Pertarungan Dengan Dukun

Ezhar mengusap peluh yang membanjiri keningnya. Ia tengah menjelajahi sebuah gubuk tua. Ezhar memegang pisau. Malam ini atau tidak sama sekali. Seseorang di sini akan menjadi batu fondasi langkah pertamanya untuk dia dapat menggapai tujuan.

"Kau tidak akan bisa pergi lagi dasar bedebah." Ezhar menatap ke depan dengan mata dinginnya. Mata yang berwarna biru itu menajam, setajam harimau yang tengah mengintai mangsanya.

"Datang lagi, rupanya." Seorang kakek berkulit gelap dengan ikat kepala hitam, menyeringai.

Kilat yang sedari tadi hanya terlihat dari kejauhan, kini mendekat. Suara guntur pun menggemuruh, persis seperti suara gunung akan meletus.

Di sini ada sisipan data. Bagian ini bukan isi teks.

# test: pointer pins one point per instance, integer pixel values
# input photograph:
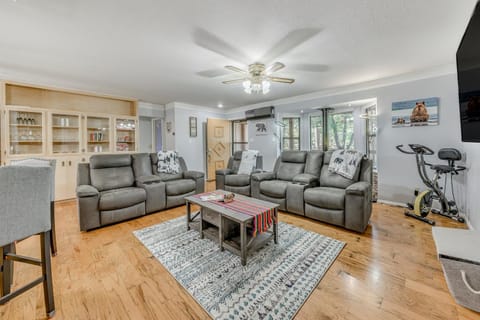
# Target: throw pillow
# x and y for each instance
(168, 162)
(248, 162)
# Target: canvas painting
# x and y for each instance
(261, 128)
(419, 112)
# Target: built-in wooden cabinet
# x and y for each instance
(64, 125)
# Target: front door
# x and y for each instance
(219, 145)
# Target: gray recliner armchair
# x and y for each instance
(228, 179)
(340, 201)
(294, 171)
(107, 192)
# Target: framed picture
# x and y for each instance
(193, 126)
(261, 128)
(412, 113)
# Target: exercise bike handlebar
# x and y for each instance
(416, 149)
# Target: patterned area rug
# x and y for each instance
(274, 284)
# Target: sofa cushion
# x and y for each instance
(178, 187)
(328, 198)
(274, 188)
(237, 180)
(286, 171)
(121, 198)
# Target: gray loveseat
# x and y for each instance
(228, 179)
(113, 188)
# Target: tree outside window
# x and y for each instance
(316, 132)
(340, 131)
(291, 133)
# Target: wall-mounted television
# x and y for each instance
(468, 73)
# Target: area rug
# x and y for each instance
(274, 284)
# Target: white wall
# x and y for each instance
(191, 149)
(267, 144)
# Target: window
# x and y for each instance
(240, 135)
(340, 131)
(316, 132)
(291, 133)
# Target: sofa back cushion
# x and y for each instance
(290, 164)
(110, 171)
(329, 179)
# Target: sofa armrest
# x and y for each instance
(263, 176)
(223, 172)
(360, 188)
(193, 175)
(306, 179)
(85, 190)
(147, 180)
(358, 206)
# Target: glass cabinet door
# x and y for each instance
(98, 134)
(65, 133)
(125, 130)
(25, 132)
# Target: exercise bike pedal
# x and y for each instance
(424, 219)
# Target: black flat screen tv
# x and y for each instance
(468, 73)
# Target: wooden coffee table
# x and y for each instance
(219, 224)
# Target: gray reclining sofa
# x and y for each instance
(113, 188)
(228, 179)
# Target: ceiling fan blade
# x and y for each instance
(212, 73)
(211, 42)
(292, 40)
(274, 67)
(308, 67)
(235, 81)
(235, 69)
(282, 80)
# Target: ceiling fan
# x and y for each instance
(258, 77)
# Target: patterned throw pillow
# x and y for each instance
(168, 162)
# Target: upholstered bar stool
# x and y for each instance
(38, 162)
(25, 211)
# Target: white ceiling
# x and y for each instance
(160, 51)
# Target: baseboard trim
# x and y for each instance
(392, 203)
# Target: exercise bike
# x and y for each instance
(424, 200)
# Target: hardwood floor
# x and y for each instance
(390, 272)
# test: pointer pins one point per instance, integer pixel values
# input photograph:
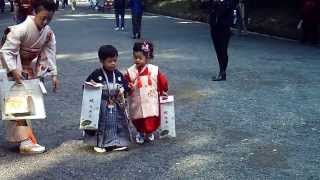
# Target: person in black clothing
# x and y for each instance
(137, 8)
(119, 10)
(2, 5)
(221, 19)
(64, 3)
(310, 21)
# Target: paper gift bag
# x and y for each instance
(167, 115)
(17, 102)
(90, 110)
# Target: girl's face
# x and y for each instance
(110, 63)
(43, 18)
(139, 59)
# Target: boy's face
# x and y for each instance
(110, 63)
(139, 59)
(43, 18)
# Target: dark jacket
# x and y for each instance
(119, 4)
(136, 7)
(221, 14)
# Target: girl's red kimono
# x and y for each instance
(148, 84)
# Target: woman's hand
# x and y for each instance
(17, 76)
(55, 83)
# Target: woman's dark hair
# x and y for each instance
(107, 51)
(146, 47)
(48, 5)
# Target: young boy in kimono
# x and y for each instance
(29, 51)
(147, 83)
(113, 132)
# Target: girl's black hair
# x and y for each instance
(107, 51)
(146, 47)
(48, 5)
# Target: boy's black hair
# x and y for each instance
(107, 51)
(48, 5)
(146, 47)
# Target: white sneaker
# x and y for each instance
(27, 147)
(99, 150)
(121, 148)
(150, 137)
(140, 138)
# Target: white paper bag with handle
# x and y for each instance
(18, 101)
(167, 116)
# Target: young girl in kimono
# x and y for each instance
(28, 52)
(113, 132)
(146, 83)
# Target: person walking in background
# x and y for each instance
(119, 10)
(73, 4)
(310, 21)
(137, 12)
(64, 4)
(22, 9)
(221, 19)
(241, 18)
(2, 5)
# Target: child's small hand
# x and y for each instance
(164, 95)
(131, 85)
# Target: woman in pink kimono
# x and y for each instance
(29, 51)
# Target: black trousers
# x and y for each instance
(64, 3)
(310, 32)
(220, 38)
(136, 24)
(119, 13)
(2, 5)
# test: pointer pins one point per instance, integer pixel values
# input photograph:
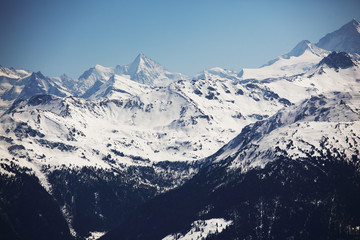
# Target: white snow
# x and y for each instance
(201, 229)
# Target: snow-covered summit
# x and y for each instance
(299, 50)
(216, 72)
(90, 77)
(146, 71)
(346, 39)
(13, 73)
(300, 59)
(338, 60)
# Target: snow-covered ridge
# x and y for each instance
(201, 229)
(300, 59)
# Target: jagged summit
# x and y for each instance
(346, 39)
(146, 71)
(37, 83)
(305, 46)
(338, 60)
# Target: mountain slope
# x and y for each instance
(286, 177)
(146, 71)
(300, 59)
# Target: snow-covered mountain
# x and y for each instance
(298, 169)
(94, 149)
(336, 72)
(146, 71)
(142, 70)
(216, 72)
(345, 39)
(300, 59)
(37, 83)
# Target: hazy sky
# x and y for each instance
(185, 36)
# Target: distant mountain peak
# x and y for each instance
(338, 60)
(147, 71)
(345, 39)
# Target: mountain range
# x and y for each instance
(138, 152)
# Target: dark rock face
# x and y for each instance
(89, 199)
(27, 211)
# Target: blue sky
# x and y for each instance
(185, 36)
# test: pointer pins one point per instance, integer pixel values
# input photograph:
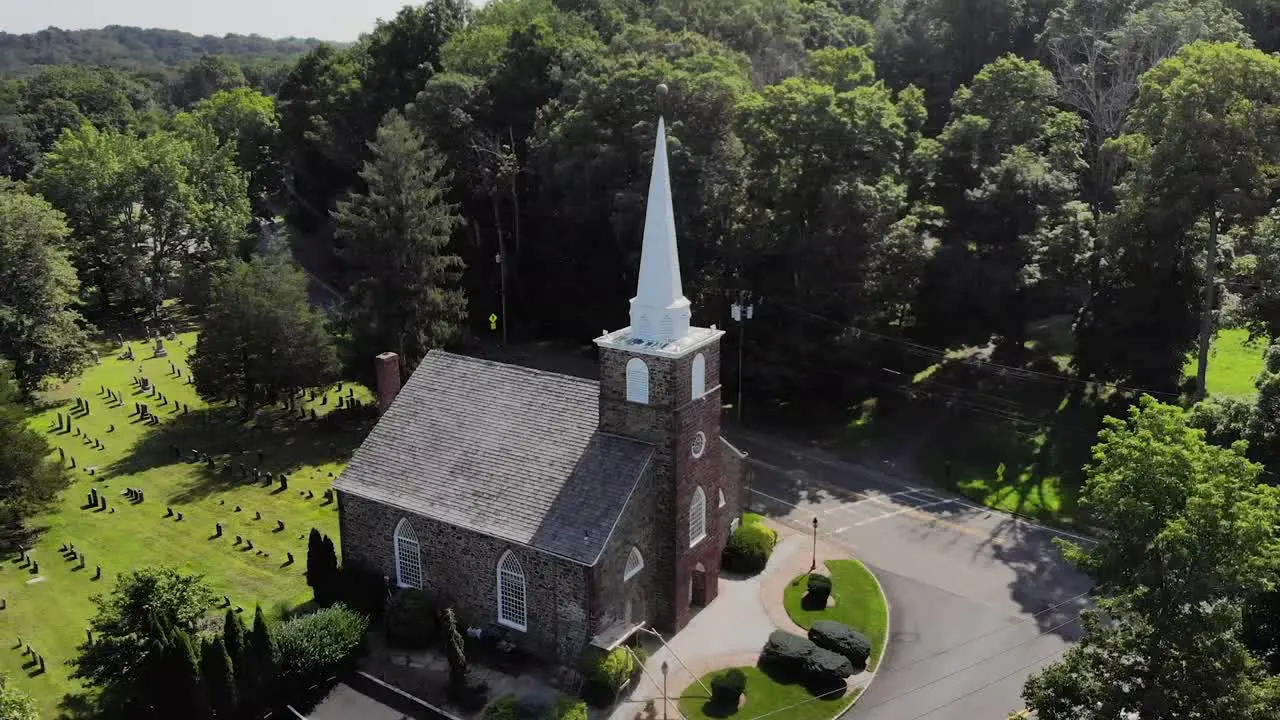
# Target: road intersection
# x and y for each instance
(979, 600)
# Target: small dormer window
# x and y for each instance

Ezhar tak peduli. Bahkan ia akan lebih suka kalau dirinya disambar petir sekalian tinimbang harus pergi dengan tangan kosong, tangan kosong tanpa nyawa dukun di depannya.

Hujan mulai jatuh serintik demi serintik. Ezhar mendesis. Amarah di dadanya sudah menggebu-gebu. Baginya tak ada lagi dunia jika calon istrinya itu tak kunjung bangun. Semua usaha sudah dilakukannya. Seluruh tabungan pernikahan Ezhar, ia gunakan untuk mengobati Melody, tapi tak ada gunanya. Medis tak dapat mendeteksi penyakitnya. Semua anggota tubuhnya normal, tapi gadis itu tetap tidur, tidur dalam waktu panjang, seperti putri salju. Namun nahasnya, dia tak akan sembuh meski Ezhar menciumnya sekali pun.

"Katakan bagaimana menyembuhkannya atau tidak kau mati malam ini!" tegas Ezhar. Ia benar-benar tak peduli apa konsekuensinya nanti. Yang jelas, yang di pikirannya saat ini hanya perkataan dokter.

"Jika dia tak segera bangun, Anda harus mengikhlaskannya."

Ezhar tatkala itu hanya bisa menatap Melody dengan tatapan kosong. Tangan hangatnya memegang tangan Melody yang dirasa kian dingin. Ia lalu mengecup gadis itu sembari menutup mata. Hatinya berdoa agar ketika ia membuka mata, Melody juga membuka matanya. Tapi itu hanyalah doa belaka.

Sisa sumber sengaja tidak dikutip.